In this paper, two retrospective cohort studies were included in a majority of prospective studies. In comparison, prospective studies are preferred to retrospective studies as patients are available for accurate assessment and examination; in a retrospective review, it is not possible to confirm the patient’s condition. A retrospective review further compounds a problem inherent in delirium: diagnosis. Physician’s diagnoses may be subjective; as such, one physician may view a patient as delirious whilst another might regard it as preexisting dementia. The propensity for misinterpretation and incorrect diagnosis may be significant in clinical settings which do not use standardised criterion such as the CAM-ICU to determine diagnosis. Though the methodology and results of retrospective studies may be apocryphal, they are included in this paper for the sake of completeness.
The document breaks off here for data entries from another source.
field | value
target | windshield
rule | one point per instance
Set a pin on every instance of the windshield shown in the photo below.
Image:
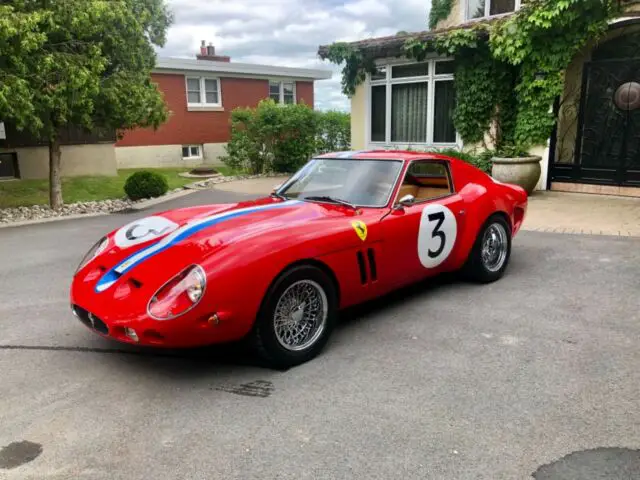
(365, 183)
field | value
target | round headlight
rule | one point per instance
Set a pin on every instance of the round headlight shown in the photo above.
(178, 295)
(93, 252)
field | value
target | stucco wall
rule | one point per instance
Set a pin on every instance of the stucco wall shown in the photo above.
(359, 118)
(570, 107)
(166, 156)
(454, 18)
(77, 160)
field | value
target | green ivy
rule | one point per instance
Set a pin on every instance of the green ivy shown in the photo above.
(440, 9)
(356, 66)
(509, 72)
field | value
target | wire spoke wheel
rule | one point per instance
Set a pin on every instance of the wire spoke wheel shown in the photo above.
(300, 316)
(495, 245)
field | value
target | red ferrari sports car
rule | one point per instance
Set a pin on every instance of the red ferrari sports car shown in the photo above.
(347, 227)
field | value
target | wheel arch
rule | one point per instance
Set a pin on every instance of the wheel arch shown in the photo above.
(313, 262)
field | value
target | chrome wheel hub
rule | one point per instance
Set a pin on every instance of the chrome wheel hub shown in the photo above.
(301, 315)
(494, 247)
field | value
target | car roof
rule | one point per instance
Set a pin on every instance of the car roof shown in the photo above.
(390, 155)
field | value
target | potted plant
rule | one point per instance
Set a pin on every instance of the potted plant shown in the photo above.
(513, 164)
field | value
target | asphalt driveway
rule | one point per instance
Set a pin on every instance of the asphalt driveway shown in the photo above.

4.1. Implications for Practice and Research

(i)By creating a predictive model for delirium, clinicians may be able to identify patients at risk of developing delirium and implement preemptive measures. This can be further developed into an ICU-specific model. For example, a patient in the medical ICU will have a different set of risk factors, such as the presence of sepsis, co-morbidity, and alcohol use, from a patient in the cardiac ICU. A protocol based on this model will assist the nurse in monitoring patients at higher risk for developing delirium, identifying modifiable risk factors to prevent or reduce the severity of delirium.(ii)Clinicians should prescribe benzodiazepines judiciously, moderated by an understanding of the patient’s mental status and propensity for developing delirium. Conversely, the precipitation of delirium in a patient prescribed benzodiazepines must be considered in the context of the patient’s condition and not attributed to pharmacological reasons alone.(iii)An alternative to using benzodiazepines as sedatives may be haloperidol. van den Boogard et al. [35] found that haloperidol prophylaxis resulted in lower delirium incidence and more delirium free days as compared to the control group. However, the results still need to be verified via a reliable randomised controlled trial.(iv)Randomised control trials should be conducted to investigate the efficacy of other possible sedatives such as dexmedetomidine or opioids in comparison to benzodiazepines. (v)Strength of studies could be further improved by increasing sample sizes, recruiting from more than one hospital and examining diverse factors in order to synthesise stronger evidence. Future studies may examine the effects of biomarkers on delirium in depth, possibly isolating key biomarkers in the pathway leading to delirium.(vi)An examination of all the factors examined in the recent literature may be conducted, in order to create a composite model for predicting delirium. This predictive model can be used in future in tandem with research which examines interventions to reduce the incidence of delirium.

4.2. Limitations

This paper was limited by the parameters set in the search strategy; any relevant studies prior to 1990 were not included, possibly influencing the review findings. It was also limited by potential reporting bias, as “published studies tend to overreport positive and significant findings” [36]. Only studies written in English were included, possibly excluding relevant studies in other languages. Variability in the results may be attributed to the difference in sample sizes. Different study objectives, such as measuring pre- and postoperative variables and biomarkers, may have influenced the results of the studies.

5. Conclusion

Old age is a common risk factor for delirium in critically ill adult patients. In both medical and surgical ICUs, risk factors of older age and co-morbidity are significant, whilst heavy alcohol use and higher APACHE II scores are significant in medical and surgical ICUs, respectively. In the cardiac ICU, a variety of factors were significant, such as age and lower MMSE scores. Benzodiazepines are singled out as a significant risk factor for delirium.